There must be something wrong with me. That's the only conclusion I am able to reach after today. Otherwise, why can't I please or love the ones I love most. What mountain of despair drove my mother to tell me this morning that I was 'worse than my father'. The man who thinks I am a disappointment, the man who wouldn't talk to me or her six months each year because of something we said or did that he didn't like, the man who ruined my college years and put a halt to the one thing in life I really wanted: an education, the man who fulfilled his basic responsibility of food, clothing and shelter but didn't acknowledge much beyond that, the man who appears to be such an 'impressive' character to the rest of the world but has a different set of rules for his family. I could go on. My mother's life has never been easy, but it's been nothing short of living hell these past 8 years. Mine hasn't been much easier either. My husband's latent mental illness has been resurfacing so much more frequently and has taken a toll on my family more than I care to admit.

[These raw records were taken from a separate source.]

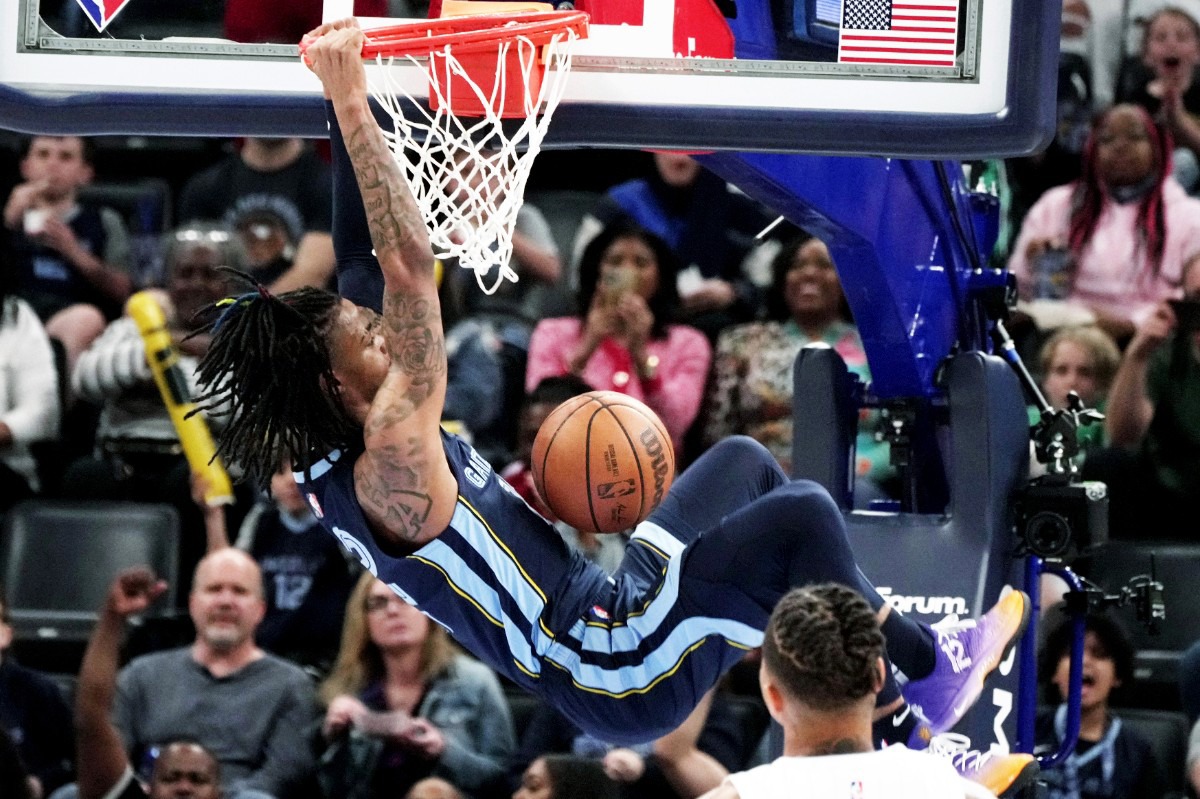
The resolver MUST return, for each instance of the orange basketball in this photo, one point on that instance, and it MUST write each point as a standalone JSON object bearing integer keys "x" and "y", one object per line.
{"x": 603, "y": 461}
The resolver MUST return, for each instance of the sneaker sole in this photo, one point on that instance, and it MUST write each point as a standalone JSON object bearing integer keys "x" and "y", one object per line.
{"x": 1019, "y": 781}
{"x": 973, "y": 688}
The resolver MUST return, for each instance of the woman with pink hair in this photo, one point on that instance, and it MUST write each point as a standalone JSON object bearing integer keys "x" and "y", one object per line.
{"x": 1110, "y": 246}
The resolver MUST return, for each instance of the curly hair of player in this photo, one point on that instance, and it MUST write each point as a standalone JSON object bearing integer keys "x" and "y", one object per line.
{"x": 269, "y": 370}
{"x": 823, "y": 646}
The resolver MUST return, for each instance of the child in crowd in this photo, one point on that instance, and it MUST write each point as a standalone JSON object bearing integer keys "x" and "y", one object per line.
{"x": 1165, "y": 84}
{"x": 1110, "y": 246}
{"x": 1110, "y": 760}
{"x": 1081, "y": 359}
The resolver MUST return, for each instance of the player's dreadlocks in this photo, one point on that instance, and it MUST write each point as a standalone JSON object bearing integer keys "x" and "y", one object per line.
{"x": 269, "y": 370}
{"x": 823, "y": 644}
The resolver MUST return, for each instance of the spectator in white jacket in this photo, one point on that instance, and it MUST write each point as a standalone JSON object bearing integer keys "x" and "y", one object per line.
{"x": 138, "y": 456}
{"x": 29, "y": 397}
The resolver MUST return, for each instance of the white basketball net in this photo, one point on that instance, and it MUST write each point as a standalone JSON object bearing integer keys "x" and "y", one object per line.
{"x": 469, "y": 180}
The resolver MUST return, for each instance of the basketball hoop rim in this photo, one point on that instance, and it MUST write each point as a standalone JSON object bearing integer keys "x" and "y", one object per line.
{"x": 472, "y": 32}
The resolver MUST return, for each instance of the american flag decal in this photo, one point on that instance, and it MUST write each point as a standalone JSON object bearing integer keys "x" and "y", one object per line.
{"x": 101, "y": 12}
{"x": 917, "y": 32}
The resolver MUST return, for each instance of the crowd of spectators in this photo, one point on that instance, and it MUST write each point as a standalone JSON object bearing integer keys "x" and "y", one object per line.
{"x": 306, "y": 678}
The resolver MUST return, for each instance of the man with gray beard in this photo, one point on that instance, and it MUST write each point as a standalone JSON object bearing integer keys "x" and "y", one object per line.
{"x": 247, "y": 707}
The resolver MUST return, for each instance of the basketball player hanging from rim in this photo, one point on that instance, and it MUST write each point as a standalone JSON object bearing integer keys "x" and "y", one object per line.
{"x": 354, "y": 398}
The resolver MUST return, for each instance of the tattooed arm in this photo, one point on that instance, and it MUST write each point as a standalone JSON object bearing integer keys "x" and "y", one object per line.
{"x": 403, "y": 481}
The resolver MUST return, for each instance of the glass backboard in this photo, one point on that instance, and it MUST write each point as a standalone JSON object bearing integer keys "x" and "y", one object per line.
{"x": 946, "y": 78}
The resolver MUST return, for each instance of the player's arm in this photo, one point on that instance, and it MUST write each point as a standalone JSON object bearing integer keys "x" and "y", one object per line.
{"x": 403, "y": 481}
{"x": 724, "y": 791}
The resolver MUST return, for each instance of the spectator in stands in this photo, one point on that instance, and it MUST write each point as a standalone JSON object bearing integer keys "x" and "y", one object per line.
{"x": 270, "y": 248}
{"x": 13, "y": 779}
{"x": 564, "y": 776}
{"x": 708, "y": 227}
{"x": 283, "y": 178}
{"x": 606, "y": 551}
{"x": 1153, "y": 421}
{"x": 183, "y": 768}
{"x": 137, "y": 454}
{"x": 433, "y": 788}
{"x": 821, "y": 670}
{"x": 403, "y": 703}
{"x": 625, "y": 338}
{"x": 72, "y": 259}
{"x": 1165, "y": 84}
{"x": 29, "y": 397}
{"x": 751, "y": 388}
{"x": 251, "y": 709}
{"x": 1081, "y": 359}
{"x": 35, "y": 716}
{"x": 1110, "y": 246}
{"x": 306, "y": 574}
{"x": 1110, "y": 761}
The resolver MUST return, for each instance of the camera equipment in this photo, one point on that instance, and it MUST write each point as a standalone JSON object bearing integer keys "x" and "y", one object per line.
{"x": 1056, "y": 514}
{"x": 1144, "y": 593}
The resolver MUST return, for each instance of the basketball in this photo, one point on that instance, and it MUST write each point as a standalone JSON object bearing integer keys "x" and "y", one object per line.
{"x": 603, "y": 461}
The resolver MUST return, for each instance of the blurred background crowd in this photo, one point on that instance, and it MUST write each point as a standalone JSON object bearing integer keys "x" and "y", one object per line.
{"x": 640, "y": 272}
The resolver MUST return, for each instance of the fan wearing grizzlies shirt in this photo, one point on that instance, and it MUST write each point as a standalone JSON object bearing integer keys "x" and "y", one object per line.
{"x": 354, "y": 397}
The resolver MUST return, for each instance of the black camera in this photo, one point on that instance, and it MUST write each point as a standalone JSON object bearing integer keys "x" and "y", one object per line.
{"x": 1059, "y": 518}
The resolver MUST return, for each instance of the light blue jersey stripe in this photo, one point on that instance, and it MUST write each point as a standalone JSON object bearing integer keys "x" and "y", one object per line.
{"x": 471, "y": 586}
{"x": 660, "y": 664}
{"x": 627, "y": 637}
{"x": 504, "y": 565}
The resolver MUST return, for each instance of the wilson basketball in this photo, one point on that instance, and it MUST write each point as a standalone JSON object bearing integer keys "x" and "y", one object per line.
{"x": 603, "y": 461}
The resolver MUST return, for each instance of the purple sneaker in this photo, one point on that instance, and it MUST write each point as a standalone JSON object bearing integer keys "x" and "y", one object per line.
{"x": 966, "y": 654}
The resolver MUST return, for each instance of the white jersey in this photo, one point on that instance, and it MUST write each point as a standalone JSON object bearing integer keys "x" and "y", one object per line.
{"x": 893, "y": 773}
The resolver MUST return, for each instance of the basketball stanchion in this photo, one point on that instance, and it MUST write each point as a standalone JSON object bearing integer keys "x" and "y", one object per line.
{"x": 603, "y": 461}
{"x": 495, "y": 80}
{"x": 191, "y": 427}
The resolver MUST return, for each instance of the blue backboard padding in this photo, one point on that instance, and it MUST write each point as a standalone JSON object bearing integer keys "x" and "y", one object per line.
{"x": 887, "y": 226}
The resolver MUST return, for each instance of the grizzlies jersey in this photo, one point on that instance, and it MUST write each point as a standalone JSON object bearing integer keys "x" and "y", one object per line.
{"x": 627, "y": 658}
{"x": 499, "y": 578}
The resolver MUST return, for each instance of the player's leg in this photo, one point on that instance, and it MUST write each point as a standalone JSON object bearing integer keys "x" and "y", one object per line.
{"x": 359, "y": 277}
{"x": 796, "y": 535}
{"x": 730, "y": 475}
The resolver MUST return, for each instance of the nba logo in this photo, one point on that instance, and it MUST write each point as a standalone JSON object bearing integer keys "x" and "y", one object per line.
{"x": 101, "y": 12}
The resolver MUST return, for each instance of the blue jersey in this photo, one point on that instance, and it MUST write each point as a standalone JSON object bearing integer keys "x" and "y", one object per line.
{"x": 503, "y": 582}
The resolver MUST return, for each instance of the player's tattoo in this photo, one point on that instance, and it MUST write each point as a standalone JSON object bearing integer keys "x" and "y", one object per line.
{"x": 393, "y": 215}
{"x": 839, "y": 746}
{"x": 391, "y": 484}
{"x": 413, "y": 329}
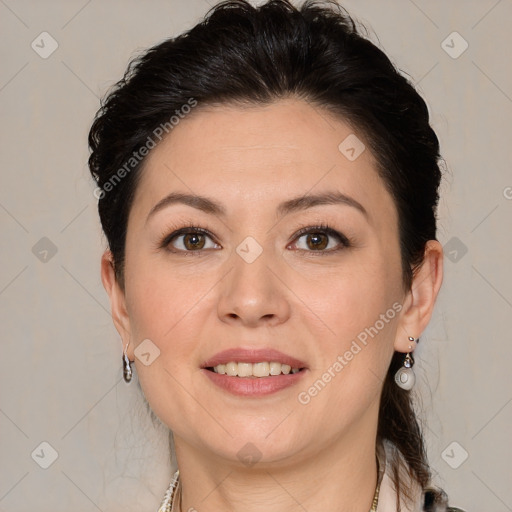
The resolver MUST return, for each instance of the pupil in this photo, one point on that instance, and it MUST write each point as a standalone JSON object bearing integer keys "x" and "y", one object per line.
{"x": 193, "y": 245}
{"x": 317, "y": 237}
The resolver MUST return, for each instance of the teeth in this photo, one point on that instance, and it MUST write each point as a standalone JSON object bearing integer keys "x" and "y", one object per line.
{"x": 263, "y": 369}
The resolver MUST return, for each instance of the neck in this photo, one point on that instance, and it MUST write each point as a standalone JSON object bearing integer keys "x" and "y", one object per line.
{"x": 341, "y": 477}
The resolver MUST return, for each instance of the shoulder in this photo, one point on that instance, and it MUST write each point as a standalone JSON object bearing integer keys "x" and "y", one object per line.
{"x": 436, "y": 500}
{"x": 429, "y": 499}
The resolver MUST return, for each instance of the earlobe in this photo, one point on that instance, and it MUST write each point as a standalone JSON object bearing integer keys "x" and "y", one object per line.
{"x": 120, "y": 315}
{"x": 420, "y": 299}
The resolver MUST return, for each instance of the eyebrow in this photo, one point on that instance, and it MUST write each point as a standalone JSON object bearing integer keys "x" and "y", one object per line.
{"x": 300, "y": 203}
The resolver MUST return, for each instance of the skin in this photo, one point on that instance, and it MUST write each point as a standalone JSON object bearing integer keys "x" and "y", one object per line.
{"x": 319, "y": 455}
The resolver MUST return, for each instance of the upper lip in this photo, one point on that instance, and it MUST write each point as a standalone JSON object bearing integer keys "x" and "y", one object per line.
{"x": 242, "y": 355}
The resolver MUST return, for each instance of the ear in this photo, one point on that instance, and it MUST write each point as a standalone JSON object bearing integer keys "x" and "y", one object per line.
{"x": 117, "y": 301}
{"x": 420, "y": 299}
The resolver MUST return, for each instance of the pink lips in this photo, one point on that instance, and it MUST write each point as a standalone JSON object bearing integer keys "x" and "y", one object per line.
{"x": 253, "y": 386}
{"x": 240, "y": 355}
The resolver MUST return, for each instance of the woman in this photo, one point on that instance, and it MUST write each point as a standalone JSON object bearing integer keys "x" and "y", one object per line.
{"x": 268, "y": 184}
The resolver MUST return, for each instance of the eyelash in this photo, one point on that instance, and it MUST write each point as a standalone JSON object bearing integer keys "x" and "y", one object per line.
{"x": 323, "y": 228}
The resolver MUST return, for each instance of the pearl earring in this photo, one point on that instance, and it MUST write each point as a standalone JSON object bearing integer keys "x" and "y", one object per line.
{"x": 127, "y": 368}
{"x": 405, "y": 377}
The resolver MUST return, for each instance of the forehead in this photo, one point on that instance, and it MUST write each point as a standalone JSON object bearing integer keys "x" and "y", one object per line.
{"x": 262, "y": 155}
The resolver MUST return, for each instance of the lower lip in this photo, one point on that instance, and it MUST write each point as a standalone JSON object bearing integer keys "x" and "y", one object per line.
{"x": 254, "y": 386}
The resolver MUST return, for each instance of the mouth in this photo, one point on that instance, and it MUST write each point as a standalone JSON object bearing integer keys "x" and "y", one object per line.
{"x": 254, "y": 370}
{"x": 250, "y": 372}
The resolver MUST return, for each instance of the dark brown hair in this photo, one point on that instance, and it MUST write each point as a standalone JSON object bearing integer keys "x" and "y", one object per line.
{"x": 256, "y": 55}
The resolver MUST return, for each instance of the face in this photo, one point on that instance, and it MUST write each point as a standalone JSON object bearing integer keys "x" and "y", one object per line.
{"x": 330, "y": 296}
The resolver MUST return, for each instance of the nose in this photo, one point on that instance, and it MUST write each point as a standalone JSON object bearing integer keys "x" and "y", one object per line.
{"x": 254, "y": 293}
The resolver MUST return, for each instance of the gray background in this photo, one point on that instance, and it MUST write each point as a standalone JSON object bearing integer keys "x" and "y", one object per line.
{"x": 60, "y": 378}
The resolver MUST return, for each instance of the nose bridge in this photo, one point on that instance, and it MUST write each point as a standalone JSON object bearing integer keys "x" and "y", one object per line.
{"x": 251, "y": 291}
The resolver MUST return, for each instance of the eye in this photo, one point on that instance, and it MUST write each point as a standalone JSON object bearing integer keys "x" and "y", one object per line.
{"x": 188, "y": 239}
{"x": 319, "y": 239}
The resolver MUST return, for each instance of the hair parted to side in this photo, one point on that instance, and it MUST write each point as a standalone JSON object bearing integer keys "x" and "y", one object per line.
{"x": 247, "y": 55}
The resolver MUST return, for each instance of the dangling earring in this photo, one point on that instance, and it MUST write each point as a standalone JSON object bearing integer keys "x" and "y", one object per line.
{"x": 127, "y": 368}
{"x": 405, "y": 377}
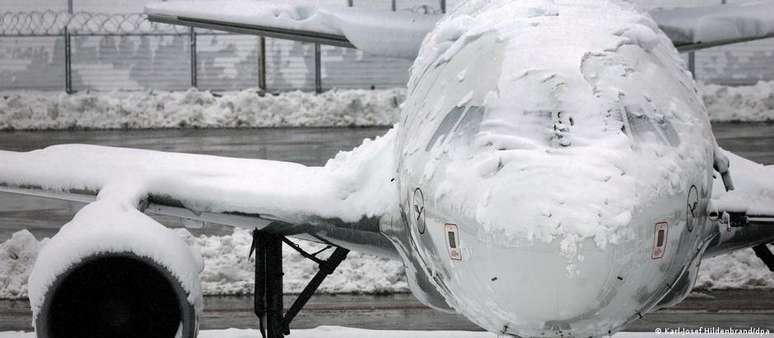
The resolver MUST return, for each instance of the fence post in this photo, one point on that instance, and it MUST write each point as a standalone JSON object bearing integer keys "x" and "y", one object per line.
{"x": 68, "y": 51}
{"x": 317, "y": 69}
{"x": 192, "y": 38}
{"x": 262, "y": 63}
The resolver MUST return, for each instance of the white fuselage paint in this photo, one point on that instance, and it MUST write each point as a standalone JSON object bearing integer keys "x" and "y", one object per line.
{"x": 552, "y": 137}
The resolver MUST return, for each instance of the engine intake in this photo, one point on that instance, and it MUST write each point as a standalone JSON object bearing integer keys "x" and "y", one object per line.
{"x": 116, "y": 295}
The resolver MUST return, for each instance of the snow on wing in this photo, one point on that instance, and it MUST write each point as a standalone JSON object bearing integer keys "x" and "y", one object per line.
{"x": 383, "y": 33}
{"x": 349, "y": 188}
{"x": 753, "y": 193}
{"x": 710, "y": 26}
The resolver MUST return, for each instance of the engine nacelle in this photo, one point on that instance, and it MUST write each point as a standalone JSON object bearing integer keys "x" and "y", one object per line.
{"x": 122, "y": 276}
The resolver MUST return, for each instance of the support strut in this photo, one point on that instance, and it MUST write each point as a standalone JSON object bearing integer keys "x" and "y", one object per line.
{"x": 272, "y": 320}
{"x": 763, "y": 252}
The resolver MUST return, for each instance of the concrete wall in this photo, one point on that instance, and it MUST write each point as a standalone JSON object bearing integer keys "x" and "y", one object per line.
{"x": 227, "y": 62}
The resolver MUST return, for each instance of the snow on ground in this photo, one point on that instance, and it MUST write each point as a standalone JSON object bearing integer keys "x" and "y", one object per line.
{"x": 227, "y": 270}
{"x": 344, "y": 332}
{"x": 197, "y": 109}
{"x": 203, "y": 109}
{"x": 747, "y": 103}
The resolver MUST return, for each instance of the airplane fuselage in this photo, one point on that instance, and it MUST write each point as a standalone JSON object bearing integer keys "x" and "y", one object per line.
{"x": 555, "y": 168}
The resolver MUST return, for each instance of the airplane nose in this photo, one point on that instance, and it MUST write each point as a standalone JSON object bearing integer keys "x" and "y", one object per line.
{"x": 536, "y": 290}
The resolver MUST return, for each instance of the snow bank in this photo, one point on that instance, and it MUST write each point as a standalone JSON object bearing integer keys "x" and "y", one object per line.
{"x": 747, "y": 103}
{"x": 198, "y": 109}
{"x": 228, "y": 272}
{"x": 338, "y": 108}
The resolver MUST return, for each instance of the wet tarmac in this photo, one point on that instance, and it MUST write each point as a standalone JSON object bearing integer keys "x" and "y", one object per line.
{"x": 313, "y": 146}
{"x": 725, "y": 309}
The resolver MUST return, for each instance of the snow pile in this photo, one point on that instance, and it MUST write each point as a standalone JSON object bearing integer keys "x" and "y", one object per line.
{"x": 739, "y": 269}
{"x": 352, "y": 186}
{"x": 203, "y": 109}
{"x": 17, "y": 256}
{"x": 113, "y": 225}
{"x": 746, "y": 103}
{"x": 198, "y": 109}
{"x": 227, "y": 271}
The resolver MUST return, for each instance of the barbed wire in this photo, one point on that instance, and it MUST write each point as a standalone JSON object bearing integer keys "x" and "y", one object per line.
{"x": 50, "y": 23}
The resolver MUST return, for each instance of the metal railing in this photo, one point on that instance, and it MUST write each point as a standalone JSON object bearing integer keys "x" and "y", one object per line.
{"x": 69, "y": 24}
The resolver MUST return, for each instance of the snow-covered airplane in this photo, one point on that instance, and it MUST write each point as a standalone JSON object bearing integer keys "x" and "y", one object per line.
{"x": 551, "y": 175}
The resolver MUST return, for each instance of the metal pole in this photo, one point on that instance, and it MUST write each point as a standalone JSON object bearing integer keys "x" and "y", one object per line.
{"x": 192, "y": 40}
{"x": 68, "y": 53}
{"x": 317, "y": 69}
{"x": 68, "y": 62}
{"x": 262, "y": 63}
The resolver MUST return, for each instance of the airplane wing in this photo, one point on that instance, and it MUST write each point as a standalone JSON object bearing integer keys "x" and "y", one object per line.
{"x": 341, "y": 201}
{"x": 752, "y": 199}
{"x": 704, "y": 27}
{"x": 400, "y": 34}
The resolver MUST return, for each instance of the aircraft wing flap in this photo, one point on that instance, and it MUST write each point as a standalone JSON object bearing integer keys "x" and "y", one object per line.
{"x": 382, "y": 33}
{"x": 344, "y": 200}
{"x": 704, "y": 27}
{"x": 753, "y": 194}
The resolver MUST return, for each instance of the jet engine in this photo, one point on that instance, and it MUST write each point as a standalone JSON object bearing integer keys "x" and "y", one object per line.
{"x": 125, "y": 277}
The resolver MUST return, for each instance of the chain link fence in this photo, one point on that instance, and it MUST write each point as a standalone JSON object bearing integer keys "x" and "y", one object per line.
{"x": 85, "y": 50}
{"x": 54, "y": 23}
{"x": 49, "y": 50}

I am working a satisfying but rather tough job to make ends meet and to keep my nine-year-old son happy and healthy. I am trying to support my mother the best I can given that my father refuses to acknowledge my presence on earth except to berate me or to berate my mother. I have had a near breakdown and finally feel like I am hanging on to the last shreds of my sanity only because I am genetically programmed to be 'responsible' and 'practical' and I have a responsibility to my son.
I am not an easy person. I am not infinitely patient like my mother, not easygoing and smiling, not lighthearted, not... well, I'm not a hundred nice things. But I do care about the people I love. My mother says I'm not 'loving' but I am 'caring'. I don't know what the distinction is - perhaps she's right - I don't know how to love.
But I try - she has to grant me that. I try very hard, that is my husband's accusation. I am living in close proximity to that man who is my father and possibly hates every cell of my being. I live with a husband who is not only mentally unstable, but has kept up a volley of mental and emotional abuse for years now. My mother is physiologically incapable of getting angry. She is soft-hearted, infinitely loving and forgiving, has the patience of Mother Earth (the last my father's own confession, in a moment of clarity that he would rather forget). She's everything I'm not. I love her and admire here and am grateful to her for everything she has done for me. I have said it to her and anyone who will care to listen that I owe her everything I have today. Yes, I have my faults - there are plenty. But she is my mother, shouldn't she know when I'm just annoyed as opposed to specifically being angry with her? Shouldn't she know, after nearly 38 years, that this is who I am. That I love her dearly and would never knowingly hurt her. I have inherited my short temper from my father, which is more of bubbling over of stress than anything else - not his type of 'let-me-teach-you-a-lesson-by pretending-you-don't-exist-and-making-you-beg-for-anything-more-than-food-shelter-and-clothing'. But I really need to know what I have ever done to be told that I was 'worse' than my father. Worse than my father? Worse than the man who made my life a nightmare for years? Worse than the man without a spine in front of his parents and siblings? Worse than the man who's been torturing her for years?
How can I be worse than him? How?
And if I am, then I deserve to die. Because I know what such people can do to those around them. And I am the one causing that type of hurt, misery, despair, fear, dread, hatred and every negative thing you can dream of, then I deserve to die.